The smear samples show a very dramatic range of tones, and that translates into some equally dramatic shading. I think this ink would look magnificent on some nice parchment or cream-colored Tomoe River paper.
This ink doesn’t have a sheen, but it does get a very dark, almost black edging around the heavy pooling areas (as do the next three inks in this post). This edging is most apparent in the smear sample on the Canson card, but does show up occasionally in other areas. Unlike the red sheens you get with the blues and greens so far, this edging adds a very subtle pop of life to the ink.
Robert Oster Signature Jade
This is easily one of my favorite inks of the Robert Oster Signature lineup that I have, although I’m not sure “Jade” is the best name for it. It doesn’t really resemble the color of actual jade, which is darker and a lot less yellow. This color reminds me more of grass…or more specifically of grass stains.

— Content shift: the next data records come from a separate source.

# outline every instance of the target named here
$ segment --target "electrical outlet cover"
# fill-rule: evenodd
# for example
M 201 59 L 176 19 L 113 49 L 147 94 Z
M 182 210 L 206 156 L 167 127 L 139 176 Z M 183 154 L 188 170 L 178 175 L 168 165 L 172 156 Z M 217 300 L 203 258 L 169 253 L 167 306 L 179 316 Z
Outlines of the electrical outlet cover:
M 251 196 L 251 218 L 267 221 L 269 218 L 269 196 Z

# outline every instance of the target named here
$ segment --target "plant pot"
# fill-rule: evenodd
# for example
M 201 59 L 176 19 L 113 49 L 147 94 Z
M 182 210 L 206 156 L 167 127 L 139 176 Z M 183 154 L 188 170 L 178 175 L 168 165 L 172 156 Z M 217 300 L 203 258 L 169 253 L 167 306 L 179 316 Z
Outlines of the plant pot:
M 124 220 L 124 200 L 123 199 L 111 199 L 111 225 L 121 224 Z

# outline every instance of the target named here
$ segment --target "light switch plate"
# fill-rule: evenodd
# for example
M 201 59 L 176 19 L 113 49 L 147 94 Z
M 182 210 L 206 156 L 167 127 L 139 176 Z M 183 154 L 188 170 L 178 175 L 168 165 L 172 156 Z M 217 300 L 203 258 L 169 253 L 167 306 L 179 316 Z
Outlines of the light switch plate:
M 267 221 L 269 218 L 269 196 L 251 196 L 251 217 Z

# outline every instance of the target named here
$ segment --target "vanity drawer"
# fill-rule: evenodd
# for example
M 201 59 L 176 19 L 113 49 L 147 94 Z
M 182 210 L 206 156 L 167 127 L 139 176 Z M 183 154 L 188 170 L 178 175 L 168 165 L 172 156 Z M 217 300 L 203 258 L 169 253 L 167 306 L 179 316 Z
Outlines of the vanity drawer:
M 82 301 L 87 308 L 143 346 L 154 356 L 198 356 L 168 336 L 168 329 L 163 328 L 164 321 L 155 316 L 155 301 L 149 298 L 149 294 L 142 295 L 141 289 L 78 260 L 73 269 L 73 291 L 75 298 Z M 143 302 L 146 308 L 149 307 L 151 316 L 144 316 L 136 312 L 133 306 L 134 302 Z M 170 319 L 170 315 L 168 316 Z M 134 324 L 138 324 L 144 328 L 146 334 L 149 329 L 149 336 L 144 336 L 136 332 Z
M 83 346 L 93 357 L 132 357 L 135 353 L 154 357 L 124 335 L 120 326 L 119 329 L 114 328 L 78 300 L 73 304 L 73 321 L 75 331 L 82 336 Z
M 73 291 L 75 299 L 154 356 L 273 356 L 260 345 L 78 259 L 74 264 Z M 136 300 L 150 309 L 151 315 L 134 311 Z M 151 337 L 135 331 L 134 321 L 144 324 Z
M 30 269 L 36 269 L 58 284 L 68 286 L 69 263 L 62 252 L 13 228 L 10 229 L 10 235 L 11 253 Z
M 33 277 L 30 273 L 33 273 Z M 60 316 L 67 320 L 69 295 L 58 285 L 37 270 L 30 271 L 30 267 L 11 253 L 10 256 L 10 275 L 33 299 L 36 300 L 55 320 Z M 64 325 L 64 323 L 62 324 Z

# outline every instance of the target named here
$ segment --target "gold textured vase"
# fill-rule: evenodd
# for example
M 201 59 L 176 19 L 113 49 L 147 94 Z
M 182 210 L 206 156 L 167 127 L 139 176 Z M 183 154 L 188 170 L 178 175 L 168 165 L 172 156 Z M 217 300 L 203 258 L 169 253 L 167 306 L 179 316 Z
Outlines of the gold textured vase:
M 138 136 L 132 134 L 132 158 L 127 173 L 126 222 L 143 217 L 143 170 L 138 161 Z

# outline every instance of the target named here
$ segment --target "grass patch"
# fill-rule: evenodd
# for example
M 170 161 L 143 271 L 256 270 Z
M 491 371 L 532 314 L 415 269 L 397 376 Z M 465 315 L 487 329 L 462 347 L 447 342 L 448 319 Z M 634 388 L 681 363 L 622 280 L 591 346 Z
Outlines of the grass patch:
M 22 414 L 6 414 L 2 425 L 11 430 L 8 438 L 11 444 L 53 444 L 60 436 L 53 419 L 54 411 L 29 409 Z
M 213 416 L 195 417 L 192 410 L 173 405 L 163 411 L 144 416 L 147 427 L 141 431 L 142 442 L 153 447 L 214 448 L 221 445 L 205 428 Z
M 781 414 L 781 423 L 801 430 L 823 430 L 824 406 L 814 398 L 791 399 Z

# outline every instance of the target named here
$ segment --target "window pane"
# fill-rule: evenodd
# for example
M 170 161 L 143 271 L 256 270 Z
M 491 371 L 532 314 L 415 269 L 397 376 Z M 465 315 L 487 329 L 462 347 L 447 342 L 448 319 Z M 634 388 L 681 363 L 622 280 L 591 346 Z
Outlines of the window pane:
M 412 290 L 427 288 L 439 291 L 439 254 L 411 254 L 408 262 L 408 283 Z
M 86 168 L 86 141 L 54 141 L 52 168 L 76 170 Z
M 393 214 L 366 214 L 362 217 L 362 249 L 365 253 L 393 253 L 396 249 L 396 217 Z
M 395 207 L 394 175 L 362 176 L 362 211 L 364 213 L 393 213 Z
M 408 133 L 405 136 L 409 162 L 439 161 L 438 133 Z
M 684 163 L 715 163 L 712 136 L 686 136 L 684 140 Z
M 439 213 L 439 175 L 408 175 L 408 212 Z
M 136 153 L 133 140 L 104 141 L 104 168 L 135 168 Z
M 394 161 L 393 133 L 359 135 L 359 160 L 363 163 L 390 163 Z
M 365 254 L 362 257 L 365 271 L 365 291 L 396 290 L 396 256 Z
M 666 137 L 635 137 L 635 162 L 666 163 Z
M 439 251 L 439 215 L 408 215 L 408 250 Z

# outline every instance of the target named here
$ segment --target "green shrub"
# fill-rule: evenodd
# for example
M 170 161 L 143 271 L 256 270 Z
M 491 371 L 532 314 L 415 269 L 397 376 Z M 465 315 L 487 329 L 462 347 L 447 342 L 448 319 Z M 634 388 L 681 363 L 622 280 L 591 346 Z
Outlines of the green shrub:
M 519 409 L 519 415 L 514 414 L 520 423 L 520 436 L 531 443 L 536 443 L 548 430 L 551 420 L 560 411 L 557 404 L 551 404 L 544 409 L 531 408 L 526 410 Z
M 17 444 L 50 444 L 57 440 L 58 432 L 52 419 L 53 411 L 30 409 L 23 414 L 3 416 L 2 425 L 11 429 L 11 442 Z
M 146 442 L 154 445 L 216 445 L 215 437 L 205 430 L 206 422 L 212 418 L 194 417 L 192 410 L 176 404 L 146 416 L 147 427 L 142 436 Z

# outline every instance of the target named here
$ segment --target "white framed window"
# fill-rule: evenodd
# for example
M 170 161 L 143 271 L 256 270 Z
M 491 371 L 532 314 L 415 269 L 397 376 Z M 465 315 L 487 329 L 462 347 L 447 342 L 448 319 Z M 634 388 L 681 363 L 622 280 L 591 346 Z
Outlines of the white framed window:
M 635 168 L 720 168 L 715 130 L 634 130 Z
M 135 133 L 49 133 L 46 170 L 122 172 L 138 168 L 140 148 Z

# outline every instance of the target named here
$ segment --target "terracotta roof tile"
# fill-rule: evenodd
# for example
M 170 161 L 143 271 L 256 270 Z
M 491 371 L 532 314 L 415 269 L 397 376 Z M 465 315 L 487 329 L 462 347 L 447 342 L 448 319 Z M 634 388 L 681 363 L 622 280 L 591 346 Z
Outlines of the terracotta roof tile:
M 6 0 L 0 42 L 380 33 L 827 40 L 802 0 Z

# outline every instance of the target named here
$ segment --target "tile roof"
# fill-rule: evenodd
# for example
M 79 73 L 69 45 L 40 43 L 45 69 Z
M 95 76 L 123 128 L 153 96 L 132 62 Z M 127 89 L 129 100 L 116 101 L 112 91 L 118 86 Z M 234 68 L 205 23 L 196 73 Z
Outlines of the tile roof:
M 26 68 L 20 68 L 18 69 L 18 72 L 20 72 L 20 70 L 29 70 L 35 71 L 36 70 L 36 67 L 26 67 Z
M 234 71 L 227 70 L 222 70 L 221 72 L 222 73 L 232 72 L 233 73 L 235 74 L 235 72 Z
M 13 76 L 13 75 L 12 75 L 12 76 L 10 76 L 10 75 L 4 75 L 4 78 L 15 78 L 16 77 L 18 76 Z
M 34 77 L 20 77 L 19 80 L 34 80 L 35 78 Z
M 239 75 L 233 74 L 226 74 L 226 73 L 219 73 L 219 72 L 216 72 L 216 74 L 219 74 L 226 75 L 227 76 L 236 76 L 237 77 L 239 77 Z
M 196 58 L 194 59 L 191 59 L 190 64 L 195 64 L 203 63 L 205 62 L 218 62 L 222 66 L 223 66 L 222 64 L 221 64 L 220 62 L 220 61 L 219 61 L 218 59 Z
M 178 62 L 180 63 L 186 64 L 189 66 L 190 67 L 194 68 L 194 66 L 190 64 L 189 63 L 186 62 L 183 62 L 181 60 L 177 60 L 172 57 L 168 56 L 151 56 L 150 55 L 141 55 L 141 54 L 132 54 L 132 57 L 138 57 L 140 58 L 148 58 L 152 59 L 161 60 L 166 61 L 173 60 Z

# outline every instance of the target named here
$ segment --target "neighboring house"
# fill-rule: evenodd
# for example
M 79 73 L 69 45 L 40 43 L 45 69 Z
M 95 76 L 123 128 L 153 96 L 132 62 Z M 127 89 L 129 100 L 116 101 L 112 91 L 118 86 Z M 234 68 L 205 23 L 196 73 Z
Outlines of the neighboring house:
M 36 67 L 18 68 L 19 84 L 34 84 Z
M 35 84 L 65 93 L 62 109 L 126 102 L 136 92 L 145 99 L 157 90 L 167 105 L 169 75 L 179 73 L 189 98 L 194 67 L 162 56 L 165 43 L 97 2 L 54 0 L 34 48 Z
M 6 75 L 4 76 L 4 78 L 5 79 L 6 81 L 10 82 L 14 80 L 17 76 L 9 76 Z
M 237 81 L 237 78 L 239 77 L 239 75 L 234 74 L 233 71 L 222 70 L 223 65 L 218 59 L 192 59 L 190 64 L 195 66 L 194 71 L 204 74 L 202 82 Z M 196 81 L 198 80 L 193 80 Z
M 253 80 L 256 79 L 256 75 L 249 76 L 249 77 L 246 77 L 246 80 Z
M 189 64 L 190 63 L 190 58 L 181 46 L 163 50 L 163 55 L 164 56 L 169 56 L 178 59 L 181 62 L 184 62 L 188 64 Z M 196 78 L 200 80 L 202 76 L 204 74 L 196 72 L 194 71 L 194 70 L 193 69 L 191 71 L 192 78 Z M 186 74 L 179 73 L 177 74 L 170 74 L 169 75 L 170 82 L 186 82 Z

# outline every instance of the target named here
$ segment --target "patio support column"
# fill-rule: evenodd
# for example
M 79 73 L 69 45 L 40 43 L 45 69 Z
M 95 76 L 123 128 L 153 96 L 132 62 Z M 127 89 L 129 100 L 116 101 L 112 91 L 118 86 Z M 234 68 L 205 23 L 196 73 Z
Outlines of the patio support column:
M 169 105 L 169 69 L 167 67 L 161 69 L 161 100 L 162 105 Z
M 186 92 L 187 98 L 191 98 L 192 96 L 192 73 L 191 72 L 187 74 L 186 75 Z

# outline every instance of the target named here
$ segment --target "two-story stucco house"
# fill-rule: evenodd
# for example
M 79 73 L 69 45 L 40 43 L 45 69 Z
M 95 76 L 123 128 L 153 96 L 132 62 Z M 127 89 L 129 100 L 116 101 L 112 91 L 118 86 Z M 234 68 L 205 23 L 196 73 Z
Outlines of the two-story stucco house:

Remember as a kid racing around the yard, falling down, and sliding on the lawn, only to get up and find large yellow-green streaks down your shirt and jeans? If you ever got such a grass stain on a white shirt, it probably resembled this ink. I hope I’m not making this sound negative, because I really love this color. It’s very unique and looks great on the page.
Jade is another color that ranges from pretty light to very dark, but it never loses its identity on the page and is always dark enough to read. The shading is out of this world, and it has that blackish edging around the wettest parts.
Robert Oster Signature Khaki
I wasn’t sure how much I was going to like this ink, but I think it’s actually pretty nice. It’s got a dusty look to it and looks somewhat vintage. I usually think of Khaki as more of a tan or light brown color, and this ink is more of a yellowish green. I’d put it somewhere between army green and olive green.
Khaki dries more yellow on the Canson paper than it does on the Rhodia, and I think I like the way it presents on Rhodia better. In the swab and smear, it shows up as a nice, muted army green, but with the dip nibs, it dries closer to brown.
Khaki is another nice shader that can produce a wide range of color depth, and it also has that wonderful blackish edging.
Robert Oster Signature Moss Green
The parts of my samples written with the extra fine dip nib came out very dark…I’d be tempted to call it a green-black, but it’s plenty green enough, so maybe calling it a muted forest green would be closer.
It’s another phenomenal shading ink that ranges from very light to very dark green. And just as the last three inks, Moss Green has that almost-black edging around the wettest parts…although this edging looks almost dark purple at the right angle. It’s very subtle and you have to look for it, but it doesn’t get in the way of enjoying the base green color.
I continue to be wicked impressed with the Robert Oster Signature inks. Where the first set seemed to focus on blues, this set seems to collect all the earthy—dare I say “antique-looking”—colors that I have. The next set gets bright and bold!
So far, these inks all have interesting and unique colors, they all seem well behaved, and there is enough of a variety of shading and sheening qualities to provide anyone with a handful of inks they’ll love. Be on the lookout for the third set in this series…there are some real beauties coming up!